16.3 Algorithms for Cluster Analysis
Basic guidelines for clustering
Before we look at specific clustering algorithms, here are some basics guidelines to follow when performing cluster analysis.
-
Eliminate outliers before deriving clusters. The presence of outliers can confuse clustering algorithms.
-
Use only input variables when deriving clusters. Never include the output variable as an input to be used when deriving clusters.
K-Means clustering
K-means is a simple, yet widely used, clustering algorithms. With this method, clusters are identified by the algorithm based on proximity. It uses the concept of a centroid which is defined as the mean of a group of points. In a dataset defined in n dimensions, that is with n attributes or columns, each centroid is assigned a value to each of the n dimensions. Before beginning a cluster analysis using K-means, the analyst must first choose K – the number of expected clusters.
The steps of the algorithm are:
- Randomly locate K initial centroids within the n-dimensional space. (Alternatively, randomly choose K observations from the dataset to serve as the initial centroids.)
- Repeat:
- Assign each of the observations in the dataset to the nearest centroid.

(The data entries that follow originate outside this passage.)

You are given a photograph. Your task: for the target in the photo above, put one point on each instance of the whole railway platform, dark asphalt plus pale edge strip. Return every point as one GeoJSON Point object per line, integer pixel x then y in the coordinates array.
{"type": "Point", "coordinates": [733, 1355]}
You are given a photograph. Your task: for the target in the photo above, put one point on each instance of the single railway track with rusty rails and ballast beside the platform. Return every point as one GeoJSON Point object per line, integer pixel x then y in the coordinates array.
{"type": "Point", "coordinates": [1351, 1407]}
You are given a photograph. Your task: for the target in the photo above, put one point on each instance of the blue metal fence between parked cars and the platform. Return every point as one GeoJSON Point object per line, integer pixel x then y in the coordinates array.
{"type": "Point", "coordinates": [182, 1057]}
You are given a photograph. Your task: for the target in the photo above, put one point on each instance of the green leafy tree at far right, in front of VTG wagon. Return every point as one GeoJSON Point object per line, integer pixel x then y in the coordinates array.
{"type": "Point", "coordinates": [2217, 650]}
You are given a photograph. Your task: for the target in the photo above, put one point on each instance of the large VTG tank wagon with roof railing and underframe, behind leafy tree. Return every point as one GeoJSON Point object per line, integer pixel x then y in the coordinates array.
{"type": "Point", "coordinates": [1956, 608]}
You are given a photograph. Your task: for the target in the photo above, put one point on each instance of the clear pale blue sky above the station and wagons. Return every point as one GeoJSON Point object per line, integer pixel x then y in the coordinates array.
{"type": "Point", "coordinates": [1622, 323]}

- Recompute each centroid’s location as the mean of all observations assigned to that centroid until observation assignments to centroids do not change.
Issues with K-Means Clustering
Although K-means is simple to understand and implement, it does have shortcomings:
- K, the number of clusters, must be set before initiating the process.
- K-means generates a complete partitioning of the observations. There is no option to exclude observations from the clustering.
- When initial centroids are randomly located, the resulting clusterings may vary from execution to execution. The end result is not deterministic.
- K-means does not handle datasets well that contain clusters of varying size. In general, it will tend to split the larger clusters and may merge smaller clusters.
- K-means often makes some tiny clusters and some very large clusters.
Hierarchical clustering
Another relatively simple method to perform cluster analysis is hierarchical clustering which generates a taxonomy or hierarchy of clusters. It has two alternative approaches: bottom-up and top-down.
In bottom-up hierarchical clustering, each observation is assigned to its own cluster. Repeatedly, the closest two clusters are merged until only one cluster remains or until each cluster reaches a predetermined minimum measure of cluster cohesiveness.
In top-down hierarchical clustering, we begin with one cluster containing all observations. Repeatedly, clusters are divided until all clusters reach a predefined maximum measure of cluster cohesiveness. Top-down hierarchical clustering has the additional complexity in that there needs to be a way to select the next cluster to be split, and once selected, there needs to be a way to allocate observations to the two newly created clusters.
The process of top-down clustering is similar to the process of tree building. In decision trees, the degree of homogeneity of a node is based on the single classification variable and the split of a node is based on criteria that result in the most homogeneous nodes. In cluster analysis there is no classification variable. Hence, all attributes (dimensions) must be used to compute a measure of cluster dispersion in selection of nodes to be split. This will be discussed later when we present measures of individual cluster and overall clustering quality.
Over the years numerous other methodologies have been proposed for cluster analysis. Some have enhanced the existing K-means and hierarchical proximity based methodologies, while others have focused on density or connectedness based methodologies. Self-organizing maps, which will be introduced later in this chapter, can be thought of as an enhanced K-means algorithm. For more information on these algorithms, the reader is directed to books dedicated primarily to cluster analysis.
Self-Organizing Maps (SOM)
The self-organizing map algorithm was developed by Tuevo Kohonen. It is similar in approach to K-means and its variants. The primary differences are that the SOM algorithm utilizes a topologically fixed centroid structure and, based on that topology, when one centroid is updated, neighboring centroids are also updated. JMP uses a two-dimensional grid where the user can specify the number of rows and columns.
The steps of the algorithm are:
- Select topology including number of centroids (cells).
- Randomly initialize all centroids.
- Repeat:
- select next observation
- locate centroid closest to the observation (winning centroid)
- update winning centroid and other centroids in winner’s neighbourhood, nudging each centroid closer to the selected observation until a previously determined number of training iterations have been completed or the centroid updates fail to reach a minimal change threshold.
- Assign each observation to its winning centroid to form the clusters.
Observations are sequentially selected in step 3.1 above. Once the last observation has been applied, the selection process returns to the first. One cycle through the list of observations is known as an iteration.
For a given centroid, the magnitude of the update in step 3.3 above depends on its proximity to the winning centroid. The winning centroid itself is nudged the most, while those centroids immediately surrounding the winner are nudged less, and so forth, based on a Mexican hat neighborhood function. The result is that as the training process progresses, similar observations migrate toward the same or neighboring centroids. In the end, the most similar observations are assigned to the same cluster (centroid); neighboring clusters are more similar; while distant clusters are the least similar.